This superb use of computer-generated imagery by Next Media Animation (NMA) has attracted plenty of attention over the past week, offering a liberal interpretation of some of the juicier claims about Gordon Brown. [youtube=http://www.youtube.com/watch?v=wxJoMIFDTSs&feature=player_embedded] It is not the first time that NMA, a unit of the same group that publishes irreverent Hong Kong newspaper Apple Daily, has so deftly merged the sublime with the ridiculous. Similar video coverage of the Tiger Woods affair was, shall we say, almost as memorable. This time, though, the video appears to have sparked a diplomatic incident. After The Guardian published the video on its website, the Taipei Representative's Office (TRO)  in London apparently contacted the newspaper to request a retraction to its claim that the video originated in Taiwan. In this the TRO  was aided by some confusion. NMA voices its videos in Mandarin, Cantonese and English. The one above is Cantonese and also uses Apple Daily's Hong Kong web address. However, NMA is clearly based in Taiwan and has confirmed the video was made there. Why, I wonder, is the TRO to be so keen to distance itself  from a video produced by one of its biggest media houses? I contacted a senior executive at Next Media, a company I regularly covered during my time in Hong Kong. He confessed he had "no idea" why the Taiwanese Government would wade in, but noted that it is often "insecure" about such things. He also said:
"Every other news channel in Taiwan has now started animation sequences in their newscasts. Taiwan's market is leading, the government will catch-up."
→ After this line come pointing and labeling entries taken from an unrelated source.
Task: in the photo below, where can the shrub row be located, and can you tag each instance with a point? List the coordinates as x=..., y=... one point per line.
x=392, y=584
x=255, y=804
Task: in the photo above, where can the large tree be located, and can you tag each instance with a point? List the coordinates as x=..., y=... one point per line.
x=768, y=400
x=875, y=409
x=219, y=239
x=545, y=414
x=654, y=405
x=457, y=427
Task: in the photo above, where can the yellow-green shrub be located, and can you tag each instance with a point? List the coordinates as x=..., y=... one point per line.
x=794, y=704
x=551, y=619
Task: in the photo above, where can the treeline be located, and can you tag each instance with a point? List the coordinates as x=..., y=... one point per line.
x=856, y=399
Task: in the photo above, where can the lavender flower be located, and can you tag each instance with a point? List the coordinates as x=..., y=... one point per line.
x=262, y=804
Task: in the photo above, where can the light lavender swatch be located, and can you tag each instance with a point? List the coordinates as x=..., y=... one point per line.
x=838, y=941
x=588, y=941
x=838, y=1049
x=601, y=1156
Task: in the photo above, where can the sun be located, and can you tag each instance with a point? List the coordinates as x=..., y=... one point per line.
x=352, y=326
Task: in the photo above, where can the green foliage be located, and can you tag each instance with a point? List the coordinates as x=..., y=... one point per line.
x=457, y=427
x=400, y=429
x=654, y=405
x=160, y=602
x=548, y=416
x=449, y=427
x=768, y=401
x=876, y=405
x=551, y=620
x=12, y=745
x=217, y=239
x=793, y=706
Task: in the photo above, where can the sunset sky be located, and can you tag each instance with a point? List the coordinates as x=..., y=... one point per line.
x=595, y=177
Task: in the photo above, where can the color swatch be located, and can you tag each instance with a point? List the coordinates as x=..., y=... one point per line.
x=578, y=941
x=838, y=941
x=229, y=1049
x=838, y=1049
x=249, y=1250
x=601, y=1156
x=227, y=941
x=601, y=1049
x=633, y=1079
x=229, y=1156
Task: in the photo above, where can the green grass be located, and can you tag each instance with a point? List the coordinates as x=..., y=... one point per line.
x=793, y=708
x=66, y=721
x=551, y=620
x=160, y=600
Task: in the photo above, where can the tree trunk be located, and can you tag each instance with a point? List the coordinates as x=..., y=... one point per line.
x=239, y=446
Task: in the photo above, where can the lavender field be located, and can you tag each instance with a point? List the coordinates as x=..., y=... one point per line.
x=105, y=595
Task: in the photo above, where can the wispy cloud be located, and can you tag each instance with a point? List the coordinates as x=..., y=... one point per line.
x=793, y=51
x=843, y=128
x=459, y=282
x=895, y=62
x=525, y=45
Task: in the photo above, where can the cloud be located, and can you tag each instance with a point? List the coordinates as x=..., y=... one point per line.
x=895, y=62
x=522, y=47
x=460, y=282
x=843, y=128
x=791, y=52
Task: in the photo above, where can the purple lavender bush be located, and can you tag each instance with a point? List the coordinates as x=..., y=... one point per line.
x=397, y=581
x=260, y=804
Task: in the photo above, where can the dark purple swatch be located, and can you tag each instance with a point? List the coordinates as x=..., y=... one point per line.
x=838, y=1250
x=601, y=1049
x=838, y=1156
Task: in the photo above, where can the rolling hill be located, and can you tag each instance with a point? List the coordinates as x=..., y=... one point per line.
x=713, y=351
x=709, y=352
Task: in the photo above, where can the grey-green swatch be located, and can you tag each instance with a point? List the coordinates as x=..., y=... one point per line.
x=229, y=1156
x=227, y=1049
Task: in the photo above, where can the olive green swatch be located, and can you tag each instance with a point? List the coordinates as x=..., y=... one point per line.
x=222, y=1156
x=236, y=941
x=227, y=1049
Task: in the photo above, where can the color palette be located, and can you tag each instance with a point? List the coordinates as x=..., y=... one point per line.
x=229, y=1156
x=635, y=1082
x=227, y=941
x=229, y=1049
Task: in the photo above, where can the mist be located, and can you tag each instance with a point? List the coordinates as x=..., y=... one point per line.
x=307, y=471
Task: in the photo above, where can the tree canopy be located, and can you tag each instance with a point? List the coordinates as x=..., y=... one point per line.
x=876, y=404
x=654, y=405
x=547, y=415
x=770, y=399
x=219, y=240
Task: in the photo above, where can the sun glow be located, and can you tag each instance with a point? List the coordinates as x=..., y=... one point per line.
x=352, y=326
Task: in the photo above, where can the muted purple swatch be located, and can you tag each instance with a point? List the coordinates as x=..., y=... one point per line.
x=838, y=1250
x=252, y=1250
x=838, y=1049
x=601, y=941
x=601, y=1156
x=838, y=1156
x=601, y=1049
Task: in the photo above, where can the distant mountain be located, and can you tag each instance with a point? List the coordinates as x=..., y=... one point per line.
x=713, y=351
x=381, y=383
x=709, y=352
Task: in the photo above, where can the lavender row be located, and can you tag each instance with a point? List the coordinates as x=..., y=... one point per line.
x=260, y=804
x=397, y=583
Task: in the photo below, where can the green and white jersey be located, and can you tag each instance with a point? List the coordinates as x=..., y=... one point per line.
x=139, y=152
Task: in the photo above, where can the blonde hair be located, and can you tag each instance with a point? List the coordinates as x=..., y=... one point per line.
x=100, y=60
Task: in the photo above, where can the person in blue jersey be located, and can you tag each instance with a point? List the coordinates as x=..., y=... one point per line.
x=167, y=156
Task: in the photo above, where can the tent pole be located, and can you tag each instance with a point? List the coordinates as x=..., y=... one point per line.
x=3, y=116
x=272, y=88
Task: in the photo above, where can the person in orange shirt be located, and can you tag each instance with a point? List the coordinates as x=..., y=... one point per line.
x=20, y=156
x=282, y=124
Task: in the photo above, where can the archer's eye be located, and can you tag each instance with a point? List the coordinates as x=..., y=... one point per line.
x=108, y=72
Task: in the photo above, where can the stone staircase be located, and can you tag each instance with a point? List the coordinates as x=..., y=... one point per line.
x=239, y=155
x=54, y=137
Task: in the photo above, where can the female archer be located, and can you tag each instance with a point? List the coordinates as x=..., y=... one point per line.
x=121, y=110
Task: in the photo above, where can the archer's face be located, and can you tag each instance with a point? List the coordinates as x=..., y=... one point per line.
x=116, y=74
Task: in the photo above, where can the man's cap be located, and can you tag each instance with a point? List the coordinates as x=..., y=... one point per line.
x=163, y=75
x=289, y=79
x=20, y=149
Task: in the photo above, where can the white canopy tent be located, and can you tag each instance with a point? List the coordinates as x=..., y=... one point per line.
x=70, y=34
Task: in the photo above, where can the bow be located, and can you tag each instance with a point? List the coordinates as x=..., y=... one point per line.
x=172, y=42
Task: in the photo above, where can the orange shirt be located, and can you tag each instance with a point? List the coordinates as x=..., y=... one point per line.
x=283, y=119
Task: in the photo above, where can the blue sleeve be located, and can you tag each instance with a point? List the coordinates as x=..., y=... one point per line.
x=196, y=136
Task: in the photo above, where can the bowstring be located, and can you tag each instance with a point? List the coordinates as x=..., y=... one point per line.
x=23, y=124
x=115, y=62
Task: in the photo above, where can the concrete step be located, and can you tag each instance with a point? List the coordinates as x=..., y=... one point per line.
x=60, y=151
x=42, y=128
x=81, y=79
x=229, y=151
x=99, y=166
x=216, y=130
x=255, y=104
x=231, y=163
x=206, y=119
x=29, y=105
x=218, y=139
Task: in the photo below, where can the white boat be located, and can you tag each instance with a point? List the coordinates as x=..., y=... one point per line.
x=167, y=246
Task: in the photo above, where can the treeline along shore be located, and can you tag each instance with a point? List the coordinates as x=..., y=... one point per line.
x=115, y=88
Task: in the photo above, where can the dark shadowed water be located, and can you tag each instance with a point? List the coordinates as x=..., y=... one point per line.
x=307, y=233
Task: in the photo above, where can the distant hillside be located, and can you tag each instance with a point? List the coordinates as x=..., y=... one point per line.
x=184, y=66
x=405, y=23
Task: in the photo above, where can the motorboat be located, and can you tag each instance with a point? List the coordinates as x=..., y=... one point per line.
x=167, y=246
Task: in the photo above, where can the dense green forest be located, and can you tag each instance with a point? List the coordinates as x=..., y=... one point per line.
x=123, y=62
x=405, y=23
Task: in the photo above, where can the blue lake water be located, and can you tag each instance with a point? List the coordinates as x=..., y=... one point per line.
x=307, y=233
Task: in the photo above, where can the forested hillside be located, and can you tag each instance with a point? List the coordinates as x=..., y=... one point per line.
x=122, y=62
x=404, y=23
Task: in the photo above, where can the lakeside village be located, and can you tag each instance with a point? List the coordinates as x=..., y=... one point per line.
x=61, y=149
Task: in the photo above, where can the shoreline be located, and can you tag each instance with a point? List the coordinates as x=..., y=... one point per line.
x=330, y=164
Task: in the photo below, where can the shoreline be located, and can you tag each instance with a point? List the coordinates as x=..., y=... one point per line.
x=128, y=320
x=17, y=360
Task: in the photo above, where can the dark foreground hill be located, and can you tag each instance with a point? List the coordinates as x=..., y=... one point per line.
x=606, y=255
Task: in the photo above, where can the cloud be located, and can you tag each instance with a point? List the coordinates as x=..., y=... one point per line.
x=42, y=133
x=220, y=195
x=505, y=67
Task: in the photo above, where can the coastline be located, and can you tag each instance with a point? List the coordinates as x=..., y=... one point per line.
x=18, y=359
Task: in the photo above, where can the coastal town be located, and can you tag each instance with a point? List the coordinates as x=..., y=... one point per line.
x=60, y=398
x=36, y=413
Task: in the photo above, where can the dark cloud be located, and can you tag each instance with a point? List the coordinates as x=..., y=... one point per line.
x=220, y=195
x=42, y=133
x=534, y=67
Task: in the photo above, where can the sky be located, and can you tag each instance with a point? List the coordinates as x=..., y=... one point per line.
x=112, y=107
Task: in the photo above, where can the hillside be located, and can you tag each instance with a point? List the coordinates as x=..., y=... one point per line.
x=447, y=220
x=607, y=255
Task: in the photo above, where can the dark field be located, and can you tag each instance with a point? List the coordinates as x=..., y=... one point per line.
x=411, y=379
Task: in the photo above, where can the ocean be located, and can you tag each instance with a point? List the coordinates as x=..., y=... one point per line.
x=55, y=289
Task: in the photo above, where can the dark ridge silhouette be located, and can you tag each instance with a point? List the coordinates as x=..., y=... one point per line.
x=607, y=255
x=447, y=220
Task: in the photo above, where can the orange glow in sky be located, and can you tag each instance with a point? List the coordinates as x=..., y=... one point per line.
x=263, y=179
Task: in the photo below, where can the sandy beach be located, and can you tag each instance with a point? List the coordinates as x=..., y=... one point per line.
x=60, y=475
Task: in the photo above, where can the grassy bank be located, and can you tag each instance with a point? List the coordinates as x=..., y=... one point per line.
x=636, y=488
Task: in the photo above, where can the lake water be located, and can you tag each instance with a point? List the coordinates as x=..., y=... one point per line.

Which offers a few more clues. Next Media, led by its irrepressible leader Jimmy Lai, is evidently aware that the Taiwanese authorities are less than keen on its animated news segments, as this CNN story makes clear. The row culminated in the Government rejecting Lai's bid for a licence to launch a cable TV channel called Next TV. Seen in that context, Government efforts to distance itself from the video are unsurprising. What next? Lai will no doubt re-apply for a licence, and he claims he is in talks to export the CGI model to other markets worldwide. If nothing else, Lai's ability to ruffle feathers - so effectively demonstrated in Hong Kong - remains in fine fettle. And it gives me a welcome opportunity to revisit one my favourite articles: this profile I wrote of Lai after interviewing him in 2007. Funnily enough, at one point Lai talks about how online news has to become much more "image- and action-oriented." I'll admit, I had no idea this is what he meant.